For local models (type: "local"), l3mcore implements an automatic memory manager that prevents RAM exhaustion.

Model lifecycle

stateDiagram-v2
[*] --> Unloaded
Unloaded --> Loaded: Request arrives
Loaded --> Loaded: Active inference
Loaded --> Eviction_LRU: A 4th model is requested
Eviction_LRU --> Unloaded: Least used model is released
Loaded --> Cleanup_TTL: Idle for 5+ minutes
Cleanup_TTL --> Unloaded: Released automatically

Maximum loaded models limit

By default, maximum 3 local models in RAM simultaneously.

# modules/onnx_runner.py
MAX_LOADED_MODELS = 3

If a request requires a 4th model and the 3 slots are occupied, the Least Recently Used (LRU) is unloaded to free up space.

TTL (Time To Live)

A background cleanup thread monitors usage. If a model goes 5 minutes without receiving requests, it is automatically unloaded.

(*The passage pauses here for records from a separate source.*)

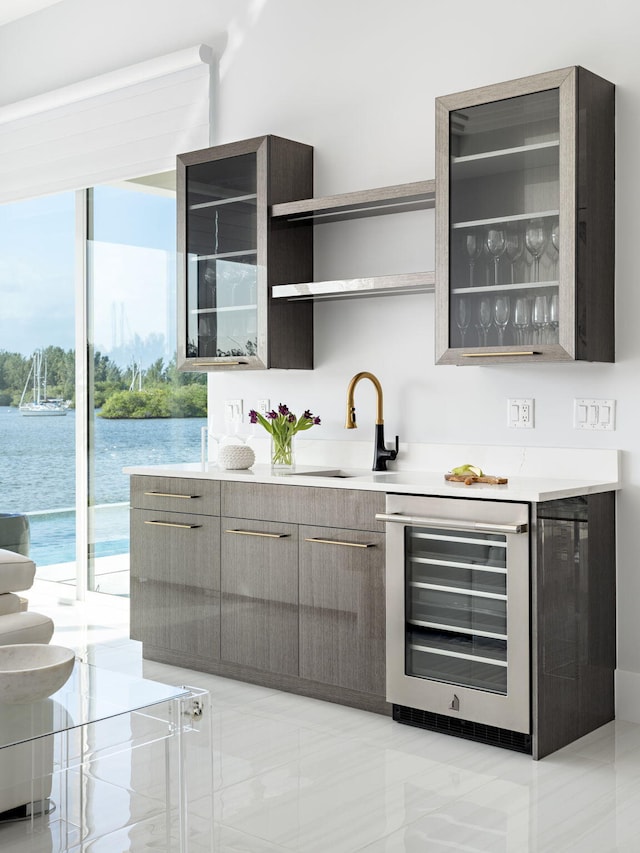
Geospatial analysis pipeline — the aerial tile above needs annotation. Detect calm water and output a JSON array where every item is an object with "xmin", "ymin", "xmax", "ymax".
[{"xmin": 0, "ymin": 406, "xmax": 206, "ymax": 566}]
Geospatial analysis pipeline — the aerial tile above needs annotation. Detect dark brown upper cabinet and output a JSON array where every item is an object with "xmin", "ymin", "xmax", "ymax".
[
  {"xmin": 176, "ymin": 136, "xmax": 313, "ymax": 371},
  {"xmin": 435, "ymin": 67, "xmax": 615, "ymax": 365}
]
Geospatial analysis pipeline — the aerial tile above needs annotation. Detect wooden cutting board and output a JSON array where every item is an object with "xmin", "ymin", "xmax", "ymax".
[{"xmin": 444, "ymin": 474, "xmax": 509, "ymax": 486}]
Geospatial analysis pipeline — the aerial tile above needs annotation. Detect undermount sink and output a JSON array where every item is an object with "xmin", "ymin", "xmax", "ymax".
[{"xmin": 290, "ymin": 469, "xmax": 360, "ymax": 480}]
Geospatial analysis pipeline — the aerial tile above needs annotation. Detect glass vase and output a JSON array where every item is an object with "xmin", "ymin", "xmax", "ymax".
[{"xmin": 271, "ymin": 435, "xmax": 295, "ymax": 474}]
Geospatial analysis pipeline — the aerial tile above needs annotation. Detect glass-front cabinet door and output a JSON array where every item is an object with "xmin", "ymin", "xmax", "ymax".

IDLE_TIMEOUT = 300 # seconds (5 minutes)

ONNX thread restriction

By default, each ONNX session is restricted to:

  • 2 intra-op threads (within an operation)
  • 1 inter-op thread (between operations)

This is intentionally low. If each model used all CPU cores and there were 3 simultaneously active models, context-switching would collapse overall performance.

Parameter tuning

In modules/onnx_runner.py:

MAX_LOADED_MODELS = 3 # Increase if you have more RAM (e.g. 32 GB → 8)
IDLE_TIMEOUT = 300 # On Raspberry Pi, lower to 60 to release earlier
INTRA_THREADS = 2 # Increase if you have dedicated CPU and 1 active model
INTER_THREADS = 1 # Usually doesn't need changing
Dedicated hardware

If l3mcore runs on a dedicated server and only one local expert will be active at a time, you can increase INTRA_THREADS to 4-8 to improve latency for individual requests.

Raspberry Pi / limited hardware

Lower IDLE_TIMEOUT to 60 seconds and keep MAX_LOADED_MODELS = 1 for conservative memory usage.